Сигизмунд КРЖИЖАНОВСКИЙ
ЧЁТКИ
I
Я всегда предпочитал прямые и ломаные линии городских улиц извиву и
кружениям полевого просёлка. Даже пригородное подобие природы, с вялыми
пыльными травами у обочин шоссе, с тонкостволыми чахлыми рощицами в дюжину
берёзок, с лесом, где деревья вперемежку с пнями, а на лопастях папоротника
налипь рваной бумаги, -- пугает меня. Природа огромна, я -- мал: ей со мною
неинтересно. Мне с нею -- тоже. В городе, среди придуманных нами площадей,
кирпичных вертикалей, чугунных и каменных оград, -- я, придумыватель мыслей
и книг, кажусь себе как-то значительнее и нужнее, а здесь, в поле,
подставленном под небо, я, тщетно пытающийся исшагать простор, затерянный и
крохотный, кажусь себе осмеянным и обиженным. На природу с квадрата холста,
из тисков рамы, с подклеенным снизу номерком, я ещё, скрепя сердце,
согласен: тут я смотрю её. А там, в поле, небом прикрытом, она смотрит меня,
вернее сквозь меня, в какие-то свои вечные дали, мне, тленному, с жизнью
длиною в миг, чужие и невнятные.
И в тот день (было прозрачное сентябрьское предвечерне) я вышел за
шлагбаум не так, не просто, не прогулки ради, а за делом: мне нужно было
одолжить у небополя на час-два чувство малости и затерянности. Одно место во
второй главе моей работы, требующее именно этой эмоции, никак не давалось
среди стен. Делать было нечего.
Я прошёл уже около версты от заставы. Глаз, привыкший кружить путаницами
улиц и стен, ёрзать среди пестрот, втянувшийся в дробность и разорванность
городского восприятия, тщетно искал деталей и мельков: зелень -- синь,
небо -- земля -- и всё. Поэтому понятна радость глаза, когда удалось-таки
ему, обежав горизонт, сыскать в просторах поля -- мелочь: человека. Человек
возник как-то сразу и нежданно близко: он стоял в мятой траве, у края
дороги, сосредоточенно шаря палкой по земле. Палка терпеливо перебирала и
пригинала к земле травинку за травинкой. Человек (он был очень стар),
наклонив и без того сутулую спину к земле, очевидно, искал что-то,
оброненное в травы: свисшие с его носа очки недовольно круглились.

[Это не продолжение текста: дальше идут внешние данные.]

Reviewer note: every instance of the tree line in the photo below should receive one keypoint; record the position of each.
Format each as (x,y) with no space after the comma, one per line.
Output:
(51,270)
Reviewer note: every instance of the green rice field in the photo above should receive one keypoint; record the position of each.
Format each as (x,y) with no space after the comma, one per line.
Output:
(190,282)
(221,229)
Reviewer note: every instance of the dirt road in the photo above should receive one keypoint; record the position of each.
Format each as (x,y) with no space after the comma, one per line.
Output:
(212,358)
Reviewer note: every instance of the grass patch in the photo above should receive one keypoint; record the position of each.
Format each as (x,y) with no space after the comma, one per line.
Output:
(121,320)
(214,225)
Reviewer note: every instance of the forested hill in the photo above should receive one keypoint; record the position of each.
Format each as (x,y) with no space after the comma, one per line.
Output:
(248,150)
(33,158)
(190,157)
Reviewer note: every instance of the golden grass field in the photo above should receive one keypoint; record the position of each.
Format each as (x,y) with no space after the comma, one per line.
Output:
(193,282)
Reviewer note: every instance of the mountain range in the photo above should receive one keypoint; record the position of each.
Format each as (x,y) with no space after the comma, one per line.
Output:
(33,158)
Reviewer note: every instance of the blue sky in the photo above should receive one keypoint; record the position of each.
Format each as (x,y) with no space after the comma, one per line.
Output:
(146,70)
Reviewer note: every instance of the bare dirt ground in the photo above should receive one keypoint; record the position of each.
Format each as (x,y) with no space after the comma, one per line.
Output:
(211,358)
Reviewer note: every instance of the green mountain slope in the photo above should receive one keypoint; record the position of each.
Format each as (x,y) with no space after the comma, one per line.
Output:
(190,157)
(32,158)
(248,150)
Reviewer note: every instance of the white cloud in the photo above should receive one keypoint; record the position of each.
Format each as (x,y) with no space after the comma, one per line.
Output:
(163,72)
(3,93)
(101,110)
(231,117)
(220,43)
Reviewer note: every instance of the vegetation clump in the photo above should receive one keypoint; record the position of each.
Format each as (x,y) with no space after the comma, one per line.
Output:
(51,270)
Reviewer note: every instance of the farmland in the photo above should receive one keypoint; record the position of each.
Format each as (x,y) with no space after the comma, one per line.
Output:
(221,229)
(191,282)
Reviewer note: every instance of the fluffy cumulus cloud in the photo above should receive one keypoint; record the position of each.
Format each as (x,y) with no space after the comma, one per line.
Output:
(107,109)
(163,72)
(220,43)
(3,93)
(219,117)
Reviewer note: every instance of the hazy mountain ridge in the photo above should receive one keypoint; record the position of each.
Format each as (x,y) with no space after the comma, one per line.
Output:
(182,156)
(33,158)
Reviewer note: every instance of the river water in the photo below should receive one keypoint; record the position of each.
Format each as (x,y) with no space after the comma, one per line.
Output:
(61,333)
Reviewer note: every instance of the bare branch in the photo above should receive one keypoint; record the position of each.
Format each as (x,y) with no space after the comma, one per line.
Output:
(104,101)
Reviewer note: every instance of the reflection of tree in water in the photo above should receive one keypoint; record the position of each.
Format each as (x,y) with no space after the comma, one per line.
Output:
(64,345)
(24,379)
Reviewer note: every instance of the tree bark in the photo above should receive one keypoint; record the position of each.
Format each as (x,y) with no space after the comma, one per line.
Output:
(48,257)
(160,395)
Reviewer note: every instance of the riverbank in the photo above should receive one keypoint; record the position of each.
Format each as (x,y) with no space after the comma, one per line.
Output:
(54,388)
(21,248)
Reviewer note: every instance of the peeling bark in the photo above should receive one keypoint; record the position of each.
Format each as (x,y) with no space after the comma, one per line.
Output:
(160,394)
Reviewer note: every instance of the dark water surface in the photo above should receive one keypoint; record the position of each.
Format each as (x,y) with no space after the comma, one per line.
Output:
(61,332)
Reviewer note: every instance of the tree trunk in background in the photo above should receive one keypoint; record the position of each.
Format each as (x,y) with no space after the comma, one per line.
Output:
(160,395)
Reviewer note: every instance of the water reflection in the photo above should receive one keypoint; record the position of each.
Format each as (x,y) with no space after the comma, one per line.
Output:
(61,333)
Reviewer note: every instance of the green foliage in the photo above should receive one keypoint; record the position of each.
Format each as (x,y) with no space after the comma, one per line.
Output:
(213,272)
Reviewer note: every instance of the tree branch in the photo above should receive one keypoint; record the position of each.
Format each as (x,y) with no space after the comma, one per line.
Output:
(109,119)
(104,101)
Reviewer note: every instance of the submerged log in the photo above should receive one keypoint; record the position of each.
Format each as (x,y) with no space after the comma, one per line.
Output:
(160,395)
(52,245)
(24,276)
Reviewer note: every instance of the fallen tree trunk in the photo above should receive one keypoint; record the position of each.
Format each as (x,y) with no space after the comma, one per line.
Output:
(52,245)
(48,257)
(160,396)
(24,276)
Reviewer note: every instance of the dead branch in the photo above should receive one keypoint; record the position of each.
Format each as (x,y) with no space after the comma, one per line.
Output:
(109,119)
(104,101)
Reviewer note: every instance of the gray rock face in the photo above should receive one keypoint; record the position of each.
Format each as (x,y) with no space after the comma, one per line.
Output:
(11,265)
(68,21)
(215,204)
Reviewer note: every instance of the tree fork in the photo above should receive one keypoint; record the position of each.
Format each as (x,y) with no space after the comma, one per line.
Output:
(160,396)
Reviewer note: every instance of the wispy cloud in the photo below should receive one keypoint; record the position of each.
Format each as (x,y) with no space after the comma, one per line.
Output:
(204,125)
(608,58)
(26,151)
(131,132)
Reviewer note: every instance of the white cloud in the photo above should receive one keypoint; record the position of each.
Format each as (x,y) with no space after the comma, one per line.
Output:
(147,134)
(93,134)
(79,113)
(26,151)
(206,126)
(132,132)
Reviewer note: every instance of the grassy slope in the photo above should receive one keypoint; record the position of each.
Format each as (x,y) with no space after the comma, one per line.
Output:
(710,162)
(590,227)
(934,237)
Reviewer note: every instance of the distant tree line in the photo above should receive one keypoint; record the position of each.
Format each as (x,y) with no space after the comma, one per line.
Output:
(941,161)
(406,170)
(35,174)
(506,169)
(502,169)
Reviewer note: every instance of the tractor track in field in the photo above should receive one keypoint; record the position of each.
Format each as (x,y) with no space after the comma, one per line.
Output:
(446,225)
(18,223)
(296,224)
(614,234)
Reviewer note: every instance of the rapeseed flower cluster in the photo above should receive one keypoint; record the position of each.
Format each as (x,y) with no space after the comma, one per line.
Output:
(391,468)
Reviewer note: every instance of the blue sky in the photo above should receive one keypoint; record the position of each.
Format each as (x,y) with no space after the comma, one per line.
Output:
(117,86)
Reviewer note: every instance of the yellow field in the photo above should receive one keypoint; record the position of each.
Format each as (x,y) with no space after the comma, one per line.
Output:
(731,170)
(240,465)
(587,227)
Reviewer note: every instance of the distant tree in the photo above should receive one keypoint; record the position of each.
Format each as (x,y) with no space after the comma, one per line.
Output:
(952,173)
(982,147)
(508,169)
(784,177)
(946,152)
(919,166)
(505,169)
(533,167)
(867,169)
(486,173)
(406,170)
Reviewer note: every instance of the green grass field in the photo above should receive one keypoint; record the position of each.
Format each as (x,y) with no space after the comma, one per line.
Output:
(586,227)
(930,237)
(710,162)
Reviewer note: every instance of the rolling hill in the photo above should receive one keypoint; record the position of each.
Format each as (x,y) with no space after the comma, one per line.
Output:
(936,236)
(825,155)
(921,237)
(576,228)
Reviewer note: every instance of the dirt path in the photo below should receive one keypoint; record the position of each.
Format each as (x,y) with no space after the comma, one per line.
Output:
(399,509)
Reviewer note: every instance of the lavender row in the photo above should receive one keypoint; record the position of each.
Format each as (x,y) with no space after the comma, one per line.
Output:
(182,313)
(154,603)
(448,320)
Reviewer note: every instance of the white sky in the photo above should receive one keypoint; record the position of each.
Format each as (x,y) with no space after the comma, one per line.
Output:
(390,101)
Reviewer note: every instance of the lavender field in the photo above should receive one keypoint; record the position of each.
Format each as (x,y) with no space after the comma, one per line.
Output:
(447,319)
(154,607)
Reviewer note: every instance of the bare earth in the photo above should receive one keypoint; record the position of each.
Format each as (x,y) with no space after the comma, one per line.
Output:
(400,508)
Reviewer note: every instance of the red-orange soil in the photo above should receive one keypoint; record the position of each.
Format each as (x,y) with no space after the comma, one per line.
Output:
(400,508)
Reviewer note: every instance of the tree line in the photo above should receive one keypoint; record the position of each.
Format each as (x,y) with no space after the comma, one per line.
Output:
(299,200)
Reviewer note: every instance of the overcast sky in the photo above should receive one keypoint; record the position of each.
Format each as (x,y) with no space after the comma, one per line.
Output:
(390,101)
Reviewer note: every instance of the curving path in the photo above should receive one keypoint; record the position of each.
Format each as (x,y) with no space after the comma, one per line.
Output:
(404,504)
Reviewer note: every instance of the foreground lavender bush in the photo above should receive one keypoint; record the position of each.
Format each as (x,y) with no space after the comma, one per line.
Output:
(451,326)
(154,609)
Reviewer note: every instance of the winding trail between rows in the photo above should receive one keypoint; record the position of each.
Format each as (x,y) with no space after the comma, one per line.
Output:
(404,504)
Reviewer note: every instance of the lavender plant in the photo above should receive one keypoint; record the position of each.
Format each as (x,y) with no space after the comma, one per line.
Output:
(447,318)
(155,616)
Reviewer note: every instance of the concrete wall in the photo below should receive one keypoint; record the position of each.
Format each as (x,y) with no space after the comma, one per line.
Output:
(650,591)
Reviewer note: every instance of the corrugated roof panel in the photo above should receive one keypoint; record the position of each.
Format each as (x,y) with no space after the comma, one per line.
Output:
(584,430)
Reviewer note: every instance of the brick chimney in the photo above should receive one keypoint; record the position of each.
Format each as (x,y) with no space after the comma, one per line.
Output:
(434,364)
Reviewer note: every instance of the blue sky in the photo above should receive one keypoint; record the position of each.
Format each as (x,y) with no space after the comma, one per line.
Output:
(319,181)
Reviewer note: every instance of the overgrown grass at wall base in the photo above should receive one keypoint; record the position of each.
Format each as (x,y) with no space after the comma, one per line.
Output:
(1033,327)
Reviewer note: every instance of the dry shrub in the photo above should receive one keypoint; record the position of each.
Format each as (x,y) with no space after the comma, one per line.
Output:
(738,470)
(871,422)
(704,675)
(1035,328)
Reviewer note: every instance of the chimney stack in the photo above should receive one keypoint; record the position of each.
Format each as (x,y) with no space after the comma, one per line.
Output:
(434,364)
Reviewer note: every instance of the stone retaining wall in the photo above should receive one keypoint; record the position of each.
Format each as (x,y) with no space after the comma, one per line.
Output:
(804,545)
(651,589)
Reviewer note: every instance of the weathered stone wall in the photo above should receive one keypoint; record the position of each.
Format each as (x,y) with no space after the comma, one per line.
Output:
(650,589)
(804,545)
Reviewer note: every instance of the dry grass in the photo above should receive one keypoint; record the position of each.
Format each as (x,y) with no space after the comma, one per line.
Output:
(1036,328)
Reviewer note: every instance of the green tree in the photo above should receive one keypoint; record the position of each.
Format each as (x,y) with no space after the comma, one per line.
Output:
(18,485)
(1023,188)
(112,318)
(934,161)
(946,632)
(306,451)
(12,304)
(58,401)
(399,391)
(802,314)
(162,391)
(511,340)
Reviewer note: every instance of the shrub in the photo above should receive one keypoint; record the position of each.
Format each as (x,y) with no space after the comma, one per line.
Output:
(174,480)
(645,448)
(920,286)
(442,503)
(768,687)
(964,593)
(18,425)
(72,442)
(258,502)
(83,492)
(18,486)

Поравнявшись со стариком, я коснулся шляпы.
-- Не помочь ли вам?
Старик не отвечал и ещё ниже пригнулся к травам, -- и вдруг круглые
стёкла очков, мелькнув чёрной оправой, прыгнули в траву. Старик растерянно
ловил воздух руками, с таким видом, как если б вместе со стеклами уронил в
траву и глаза. Быстро нагнувшись, я поднял за тонкий стальной заушник очки:
-- Вот видите, не надо брезгать помощью. Скажите, что вы потеряли?
Старик долго протирал пыльные стекла:
-- Тут... в траве -- la*.
-- Что?
-- Ну да, я уронил -- ля-диез: с первой приписной линейки.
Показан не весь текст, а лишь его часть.